This is the time of year when there is always a pile of food waiting to be seen to. I love this time of year,even if somedays, it can be a little overwheming. There is no greater sense of satisfaction than seeing the freezer fill and the shelves full of colorful jars. When the food preservation season ends I always marvel at this annual accomplishment. No other job I have had has provided the same sense of satisfaction.
Even when the growings season has its challenges. The repercussions of last winter's warm weather are still being felt. When the weather does not get cold enough all sorts of pestulance ensues. Japanese Beetles are loving my pole beans a little too much. I may buy some from the farmer's market for some dilly beans and the freezer.
Plant: beets, spinach
Harvest: Blueberry, blackberries, ( My friend Cherise invited me to pick a 2 gallon bucket full, Thankyou!) carrots, beans, zuchinni, nettles,tomatoes, lettuce, chard, basil,parsley,onions.
Presrved:froze beans,blueberries,blackberries, pesto. Canned bluberry jam, blackberry syrup,chicken stock, pickled carrots, nettle rennet. I made the rennet yesterday. I am going to try making some cheese with it this week. I will share my results with you later this week. Fermented cukes. Dried Basil and parsley.

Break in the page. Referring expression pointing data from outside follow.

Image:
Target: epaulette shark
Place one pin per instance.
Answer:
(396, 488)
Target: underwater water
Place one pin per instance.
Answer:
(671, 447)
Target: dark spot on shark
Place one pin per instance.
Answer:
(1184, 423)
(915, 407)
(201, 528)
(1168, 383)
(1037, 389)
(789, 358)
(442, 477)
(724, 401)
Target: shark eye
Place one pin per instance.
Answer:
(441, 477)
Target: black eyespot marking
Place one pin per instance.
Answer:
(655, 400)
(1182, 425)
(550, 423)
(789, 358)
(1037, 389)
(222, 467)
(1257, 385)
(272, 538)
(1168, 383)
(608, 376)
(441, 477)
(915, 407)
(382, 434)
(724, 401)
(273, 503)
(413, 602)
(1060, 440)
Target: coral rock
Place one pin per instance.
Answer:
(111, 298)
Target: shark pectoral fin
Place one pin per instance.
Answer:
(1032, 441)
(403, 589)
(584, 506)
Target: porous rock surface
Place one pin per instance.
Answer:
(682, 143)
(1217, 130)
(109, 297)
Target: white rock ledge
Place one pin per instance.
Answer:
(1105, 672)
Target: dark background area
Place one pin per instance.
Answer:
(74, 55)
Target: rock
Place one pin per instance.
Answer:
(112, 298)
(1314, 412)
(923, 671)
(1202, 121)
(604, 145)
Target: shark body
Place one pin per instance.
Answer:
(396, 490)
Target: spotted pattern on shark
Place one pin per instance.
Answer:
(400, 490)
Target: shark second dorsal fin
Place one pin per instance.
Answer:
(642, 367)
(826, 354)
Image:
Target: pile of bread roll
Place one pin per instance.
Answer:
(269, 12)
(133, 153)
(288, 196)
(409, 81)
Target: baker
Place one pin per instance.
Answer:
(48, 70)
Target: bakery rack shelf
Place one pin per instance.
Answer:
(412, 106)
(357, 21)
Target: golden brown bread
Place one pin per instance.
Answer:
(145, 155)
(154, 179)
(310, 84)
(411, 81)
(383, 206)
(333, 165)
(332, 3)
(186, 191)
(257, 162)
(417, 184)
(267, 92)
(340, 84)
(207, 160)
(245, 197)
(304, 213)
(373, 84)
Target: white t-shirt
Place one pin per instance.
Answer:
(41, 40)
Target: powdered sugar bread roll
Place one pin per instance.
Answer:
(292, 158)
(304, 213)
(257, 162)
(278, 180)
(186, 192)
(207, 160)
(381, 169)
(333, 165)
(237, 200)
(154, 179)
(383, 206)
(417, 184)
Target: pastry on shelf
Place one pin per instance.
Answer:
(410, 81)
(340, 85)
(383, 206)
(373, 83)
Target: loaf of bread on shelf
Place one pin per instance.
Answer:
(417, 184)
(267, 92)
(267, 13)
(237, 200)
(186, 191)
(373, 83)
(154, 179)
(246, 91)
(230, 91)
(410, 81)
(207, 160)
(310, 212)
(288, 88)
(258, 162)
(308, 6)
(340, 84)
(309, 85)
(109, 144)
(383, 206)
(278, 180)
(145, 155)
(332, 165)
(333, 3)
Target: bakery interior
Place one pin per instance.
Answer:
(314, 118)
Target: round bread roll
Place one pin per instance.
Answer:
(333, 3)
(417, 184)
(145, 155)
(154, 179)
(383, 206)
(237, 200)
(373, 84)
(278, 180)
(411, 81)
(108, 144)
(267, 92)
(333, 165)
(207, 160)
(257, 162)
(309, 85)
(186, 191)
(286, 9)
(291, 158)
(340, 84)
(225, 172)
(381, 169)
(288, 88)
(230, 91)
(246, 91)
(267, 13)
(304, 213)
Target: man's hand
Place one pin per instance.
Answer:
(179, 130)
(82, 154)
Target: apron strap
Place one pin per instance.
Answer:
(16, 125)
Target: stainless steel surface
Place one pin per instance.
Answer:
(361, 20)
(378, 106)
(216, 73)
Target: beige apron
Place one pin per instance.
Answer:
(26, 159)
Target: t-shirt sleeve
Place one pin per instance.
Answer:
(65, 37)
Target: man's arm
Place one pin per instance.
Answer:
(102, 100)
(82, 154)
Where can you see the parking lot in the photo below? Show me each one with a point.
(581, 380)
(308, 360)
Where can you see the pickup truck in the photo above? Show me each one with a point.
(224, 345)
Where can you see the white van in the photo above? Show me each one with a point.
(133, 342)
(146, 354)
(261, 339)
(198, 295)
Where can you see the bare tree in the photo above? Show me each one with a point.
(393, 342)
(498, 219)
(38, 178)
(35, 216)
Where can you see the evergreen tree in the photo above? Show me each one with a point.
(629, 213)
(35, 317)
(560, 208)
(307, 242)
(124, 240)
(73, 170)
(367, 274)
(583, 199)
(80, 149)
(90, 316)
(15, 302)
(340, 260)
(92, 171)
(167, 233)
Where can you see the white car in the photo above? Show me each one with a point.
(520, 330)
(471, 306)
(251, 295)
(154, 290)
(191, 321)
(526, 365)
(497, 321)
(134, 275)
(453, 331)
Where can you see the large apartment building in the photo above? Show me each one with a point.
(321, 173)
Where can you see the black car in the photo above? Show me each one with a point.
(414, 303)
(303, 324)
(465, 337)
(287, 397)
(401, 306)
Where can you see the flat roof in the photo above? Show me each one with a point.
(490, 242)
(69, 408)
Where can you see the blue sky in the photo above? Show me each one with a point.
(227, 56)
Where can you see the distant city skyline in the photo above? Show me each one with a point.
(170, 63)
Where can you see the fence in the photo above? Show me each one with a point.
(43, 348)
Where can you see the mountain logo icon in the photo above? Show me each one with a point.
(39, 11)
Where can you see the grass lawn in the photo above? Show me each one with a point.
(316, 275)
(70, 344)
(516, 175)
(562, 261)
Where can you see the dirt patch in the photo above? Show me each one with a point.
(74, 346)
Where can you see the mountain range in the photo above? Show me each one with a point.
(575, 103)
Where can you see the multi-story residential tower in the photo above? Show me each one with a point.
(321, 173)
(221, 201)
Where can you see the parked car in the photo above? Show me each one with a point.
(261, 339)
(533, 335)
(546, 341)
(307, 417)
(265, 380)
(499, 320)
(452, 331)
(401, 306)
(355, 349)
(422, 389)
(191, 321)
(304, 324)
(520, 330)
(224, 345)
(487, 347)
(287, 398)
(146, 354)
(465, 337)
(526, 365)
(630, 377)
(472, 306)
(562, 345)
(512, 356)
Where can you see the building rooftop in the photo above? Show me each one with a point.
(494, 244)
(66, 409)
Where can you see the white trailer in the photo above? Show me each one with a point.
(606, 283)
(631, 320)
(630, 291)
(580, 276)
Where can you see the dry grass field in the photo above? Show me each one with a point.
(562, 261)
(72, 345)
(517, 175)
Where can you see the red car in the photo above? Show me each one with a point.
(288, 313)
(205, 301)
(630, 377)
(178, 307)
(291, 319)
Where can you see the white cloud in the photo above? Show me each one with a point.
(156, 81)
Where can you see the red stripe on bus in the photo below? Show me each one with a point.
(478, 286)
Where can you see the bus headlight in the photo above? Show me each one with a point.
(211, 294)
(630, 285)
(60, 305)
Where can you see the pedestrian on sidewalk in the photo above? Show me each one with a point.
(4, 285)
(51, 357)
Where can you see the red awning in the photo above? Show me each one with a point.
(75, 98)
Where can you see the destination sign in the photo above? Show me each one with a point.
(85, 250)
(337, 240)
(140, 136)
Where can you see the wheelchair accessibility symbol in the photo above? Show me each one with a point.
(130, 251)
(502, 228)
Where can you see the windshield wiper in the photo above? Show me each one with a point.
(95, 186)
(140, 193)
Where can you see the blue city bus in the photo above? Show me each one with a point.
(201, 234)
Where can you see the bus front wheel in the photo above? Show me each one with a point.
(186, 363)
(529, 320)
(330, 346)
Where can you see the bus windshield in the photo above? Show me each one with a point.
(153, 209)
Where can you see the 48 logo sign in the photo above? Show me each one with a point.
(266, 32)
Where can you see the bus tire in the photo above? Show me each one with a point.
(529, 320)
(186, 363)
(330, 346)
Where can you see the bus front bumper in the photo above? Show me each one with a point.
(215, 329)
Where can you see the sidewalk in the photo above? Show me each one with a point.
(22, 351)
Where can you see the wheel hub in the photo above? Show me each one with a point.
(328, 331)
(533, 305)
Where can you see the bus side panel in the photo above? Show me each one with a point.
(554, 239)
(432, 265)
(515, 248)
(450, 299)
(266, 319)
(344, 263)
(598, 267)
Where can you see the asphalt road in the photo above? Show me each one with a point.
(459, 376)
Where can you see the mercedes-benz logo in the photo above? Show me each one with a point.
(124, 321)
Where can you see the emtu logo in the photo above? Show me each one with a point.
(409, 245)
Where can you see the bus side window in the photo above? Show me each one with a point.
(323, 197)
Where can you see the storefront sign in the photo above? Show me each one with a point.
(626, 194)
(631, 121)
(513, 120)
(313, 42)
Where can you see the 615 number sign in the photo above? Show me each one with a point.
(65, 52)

Local foods: We have a highbush local blueberry farm we pick at every year. 1.50 a pound. Local meat, dairy. I have begun to make deliveries to local seniors in our town for out community garden. I love this work.
Eat the food: Lots of zucchinni.
Waste not: the sheep have been enjoying a lot of kitchen gleanings. They love carrot greens, beet greens and cucumber ends.
Want not: I love lacto-fernted foods for the fact that they do not need new canning jar lids. Gas prices are going up. We are trying to find ways to combine trips and make sure the car is performing as efficiently as it can.
Learn something new: How to make rennet.